Sanırım geçen yine bu sütunlarda benzer başlık içekte yayımlanan bu yazımın benzerinde ‘AKIL TUTULMASI’ ve toplumumuzun, içinde bulunduğu ‘AYMAZLIK’ haline diğer bazı yazılarımda kendimce ‘zaruret hasıl olduğunda’ yeri geldiğince değinir, bir başka deyişle ahkam keserim!...
Aslında ben bu ve buna benzer konuların daha açık ve net biçimde bir tarifini/tanımlamasını yapmak amacıyla ‘belki de başkalarının aptallıkları yüzünden nasıl aklın tutsağı’ haline getirildiğimizi aklım, bilgim yettiği kadarıyla dilimin döndüğü ölçüde kalemimin kıvraklığınca anlatmaya çalışırım. Gerçekten de birilerinin, kimilerinin veya bazılarının ya da o başkalarının aptallıkları yüzünden bu toplum ‘AKLININ ESİRİ’ haline nasıl gelmiştir veya getirilmiştir?
Hep sorar dururum ama tatmin edici yanıtlar aldığım söylenemez elbette…
Bu memlekette, ne olursa olsun, ne yaşanırsa yaşansın, gördüklerimden, duyduklarımdan ve yaşadıklarımda ötürü yüreğim ne kadar acırsa acısın yahut ne kadar acıtılırsa acıtılsın, vicdanım ne kadar rahatsız edilmek istenirse istensin, meslek onurum ve namusum, etik gururum, topluma karşı sorumluluğumu yerine getirmekte çoğu kez zorlandığım mesleki kudretim ve gücüm ne denli azalmış olursa olsun, sabahları gazeteme gelip bilgisayarın başına oturduğumda ve yarın, öbür gün yayınlanacak yazılarımı yazmaya başladığımda, aslında aklıma her türlü olumsuzlara rağmen, yine de iyi ve güzel şeyler geliyor her nedense…
Belki de geleceğe yönelik umutlarım henüz tümüyle tükenmediğinden olsa gerek!..

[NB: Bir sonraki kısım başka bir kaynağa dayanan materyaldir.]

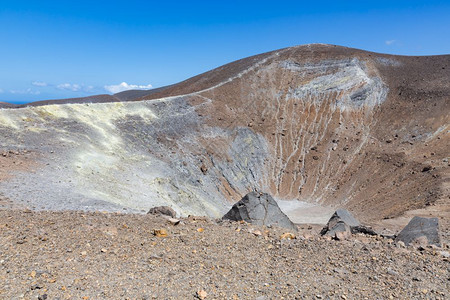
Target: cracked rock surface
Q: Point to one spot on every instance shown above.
(259, 209)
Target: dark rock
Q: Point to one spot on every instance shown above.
(260, 209)
(419, 229)
(343, 221)
(163, 210)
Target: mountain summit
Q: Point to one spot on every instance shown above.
(317, 123)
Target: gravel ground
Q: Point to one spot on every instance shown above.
(80, 255)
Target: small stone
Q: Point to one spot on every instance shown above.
(160, 232)
(202, 294)
(163, 210)
(287, 235)
(445, 254)
(173, 221)
(257, 232)
(401, 244)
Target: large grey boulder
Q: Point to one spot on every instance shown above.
(420, 230)
(259, 209)
(163, 211)
(343, 223)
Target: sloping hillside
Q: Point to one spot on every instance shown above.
(321, 124)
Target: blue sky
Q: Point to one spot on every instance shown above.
(62, 49)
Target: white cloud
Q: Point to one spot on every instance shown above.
(389, 42)
(69, 87)
(39, 83)
(27, 91)
(125, 87)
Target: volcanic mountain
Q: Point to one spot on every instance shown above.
(321, 125)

Ama tüm bu iyimserliğime karşın yine de kendime maalesef şu soruyu da sormadan edemiyorum; ‘Bir gün bu memlekette gerçekten iyi ve güzel olacak mı, yaşanacak mı ve ben o iyi ve güzel şeyleri görecek miyim acaba?’ sorusuna yanıt oluşturacağını düşündüğüm aşağıdaki satırları kaleme aldım. Daha doğrusu geçtiğimiz yıllarda en son geçen yıl kaleme aldığım ve bu kez güncellediğim bugünkü yazımı bu defasında da yine beğenerek okuyacağınızı umuyorum; “Nedense bu ülkede son yaşananlar bile içimdeki özü öldüremiyor. Epeydir, zihnime bir kabus çöken tüm kötülüklerin baraj kapakları aynı anda patlamış gibi gözükmekte, adeta üstümüze gelen felaketler, ölümler, kavgalar, çatışmalar, yaşanan acılar, kederler akıyor gibi. Uzunca bir süredir zaten toplum olarak bu türden dehşetlerin, acıların kıyasıya ölümcül hale gelen yansımalarını hep beraber izliyor ve de yaşıyoruz. Hayat, adeta aptallığa, çıkarcılığa, öldürücü ihtirasa, bencilliğe karşı durma mücadelesine dönüştü. Bu durumu ben ‘hayat hakkı için’ verdiğimiz bir mücadele olduğu inancındayım. Çok karamsarlaştığımı yahut aptalca bir iyimserlik içinde olabileceğimi lütfen düşünmeyin ama yine de bana soracak olursanız, yaşama sevincini her şeye rağmen koruyabilmek/muhafaza edebilmek de bu hayatın içinde verdiğimiz mücadelenin çok önemli bir parçasıdır. Zihinsel anlamda aptalca bizlere yaşatılan saçmalıkların yoğun saldırıları karşısında bazılarımız belki de mecburen aklın ve mantığın düz duvarlı kalelerine sığınmak zorunda bırakılmış olabiliriz.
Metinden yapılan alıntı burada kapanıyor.